"You have been crying, my child. Is there something which you have not told me?"

Betty was thankful for the burning blush which swept to her brow.

"I did cry a little, in the car coming home," she admitted. "It was silly of me, I know, but the man frightened me, he was so persistent, and rather fierce. I'm very sorry I failed, Mrs. Atterbury."

"'Failed!' My dear, you have succeeded! You carried out my instructions to the letter, and no one could ask more. I regret that you were annoyed, but the gentleman who came to meet you did not himself understand the situation. I can promise you that you will not have that sort of thing to contend with another time." Mrs. Atterbury's black eyes flashed ominously, but they softened when they rested again upon the girl's face. "Now run and dress, Betty, for we dine very shortly. And remember, child, that I am very well pleased with what you have done, and I shall not forget it."

Betty's heart was heavy, nevertheless, as she obeyed. The adventure at the opera had brought a thrill of excitement and she had given little thought to its possible consequences, but the afternoon through which she had just passed brought a swift revulsion of feeling and she tore off the costly furs as if they stifled her. She was filled with loathing of her task and its instigators and a growing dread of the future. Why was she singled out to be the bearer of these mysterious missives? She had been prepared to carry out the agreement under which she had been engaged, but she shrank from the role of confidential messenger and hoped fervently that she would not soon again be called upon to play it.

The hope was vain, however, for on the following afternoon she found herself again in the car and speeding toward the lower part of town.
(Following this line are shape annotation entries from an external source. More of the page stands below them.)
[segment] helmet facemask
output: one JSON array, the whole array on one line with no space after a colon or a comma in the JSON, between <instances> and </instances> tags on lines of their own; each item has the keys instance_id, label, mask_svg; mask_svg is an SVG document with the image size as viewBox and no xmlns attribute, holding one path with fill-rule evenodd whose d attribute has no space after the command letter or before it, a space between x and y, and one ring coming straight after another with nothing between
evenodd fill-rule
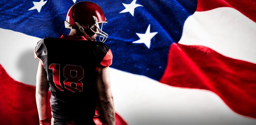
<instances>
[{"instance_id":1,"label":"helmet facemask","mask_svg":"<svg viewBox=\"0 0 256 125\"><path fill-rule=\"evenodd\" d=\"M99 39L101 42L104 42L107 39L108 35L102 31L104 23L108 23L106 21L96 22L90 28L91 31L97 34L96 37L99 36Z\"/></svg>"},{"instance_id":2,"label":"helmet facemask","mask_svg":"<svg viewBox=\"0 0 256 125\"><path fill-rule=\"evenodd\" d=\"M97 36L99 36L99 39L100 41L104 42L106 41L106 40L107 39L108 35L102 31L102 28L104 23L108 23L108 22L101 21L98 22L98 20L97 18L95 16L92 16L93 18L95 23L89 28L90 31L88 31L88 28L87 27L87 26L84 26L83 25L82 25L82 26L81 26L78 22L75 22L79 28L79 30L80 30L80 31L82 32L85 36L86 37L87 40L95 41L95 40L96 40L96 38ZM105 20L106 21L106 18L105 18ZM95 34L96 34L96 36L95 35Z\"/></svg>"}]
</instances>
Her destination on this occasion was not the garish Café de Luxe, but the old Hotel Rochefoucauld on Jefferson Square, whose conservative roof sheltered now only the elect of an older regime, which still clung to the aristocratic purlieus of a bygone generation.
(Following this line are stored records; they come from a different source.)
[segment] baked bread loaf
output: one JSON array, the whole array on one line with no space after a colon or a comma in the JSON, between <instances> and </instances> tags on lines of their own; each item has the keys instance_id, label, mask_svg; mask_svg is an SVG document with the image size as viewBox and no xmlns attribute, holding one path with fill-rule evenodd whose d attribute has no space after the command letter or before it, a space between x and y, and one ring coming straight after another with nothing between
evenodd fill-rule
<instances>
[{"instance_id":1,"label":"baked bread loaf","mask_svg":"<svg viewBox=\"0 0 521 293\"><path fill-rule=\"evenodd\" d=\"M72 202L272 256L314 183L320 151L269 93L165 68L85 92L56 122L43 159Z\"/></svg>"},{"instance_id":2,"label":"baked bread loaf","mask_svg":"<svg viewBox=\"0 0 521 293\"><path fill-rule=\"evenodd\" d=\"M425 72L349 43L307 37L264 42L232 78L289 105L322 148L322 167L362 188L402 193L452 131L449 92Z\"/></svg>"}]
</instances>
"But if the lady with the orchids does not come this time," Betty had faltered to her employer, when she received her parting instructions, "if the man who met me yesterday appears again, what shall I say to him?"

"He will not, never fear." Mrs. Atterbury had smiled, but the cold light glinted in her eyes once more. "The lady will be there herself, and you need exchange no words with her; just take my letter from her hands and bring it to me."
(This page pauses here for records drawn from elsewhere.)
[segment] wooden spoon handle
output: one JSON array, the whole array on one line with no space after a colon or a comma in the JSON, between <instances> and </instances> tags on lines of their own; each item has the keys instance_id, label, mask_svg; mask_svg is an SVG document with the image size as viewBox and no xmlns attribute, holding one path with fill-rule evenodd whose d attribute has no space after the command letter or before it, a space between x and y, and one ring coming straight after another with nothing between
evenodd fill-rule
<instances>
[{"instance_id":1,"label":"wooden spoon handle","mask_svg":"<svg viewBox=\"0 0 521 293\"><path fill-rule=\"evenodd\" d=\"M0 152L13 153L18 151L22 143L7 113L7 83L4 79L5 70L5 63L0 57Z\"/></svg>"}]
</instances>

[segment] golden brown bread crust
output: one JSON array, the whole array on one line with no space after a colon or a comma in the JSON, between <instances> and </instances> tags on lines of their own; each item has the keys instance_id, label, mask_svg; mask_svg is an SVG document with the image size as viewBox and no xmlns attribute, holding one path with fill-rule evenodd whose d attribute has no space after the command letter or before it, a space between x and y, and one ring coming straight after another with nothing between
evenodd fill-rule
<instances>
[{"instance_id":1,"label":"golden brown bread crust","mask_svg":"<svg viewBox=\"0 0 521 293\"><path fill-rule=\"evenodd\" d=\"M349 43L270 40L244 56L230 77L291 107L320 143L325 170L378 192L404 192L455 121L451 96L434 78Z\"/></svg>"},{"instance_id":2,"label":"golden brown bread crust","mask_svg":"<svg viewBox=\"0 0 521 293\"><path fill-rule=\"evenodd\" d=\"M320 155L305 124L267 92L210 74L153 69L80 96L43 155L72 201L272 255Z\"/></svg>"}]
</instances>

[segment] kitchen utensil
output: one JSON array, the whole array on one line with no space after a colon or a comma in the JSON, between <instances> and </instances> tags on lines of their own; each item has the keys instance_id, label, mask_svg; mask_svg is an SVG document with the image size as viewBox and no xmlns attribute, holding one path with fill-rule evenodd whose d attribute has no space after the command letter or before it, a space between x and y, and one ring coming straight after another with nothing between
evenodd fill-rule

Betty made her way down the wide, dim corridor of the ancient hostelry to the writing-room to which she had been directed. The heavy velvet curtains at the windows almost wholly obscured the light and she fancied at first that the room was deserted, but as her eyes became accustomed to the gloom she descried a small figure half-hidden in a huge leather chair.

As she approached it, she was conscious only of a heap of soft, brown fur with a deep purple blur of orchids nestling in it, but she halted abruptly a few feet away. The other rose slowly and for a moment the two young women stared at each other.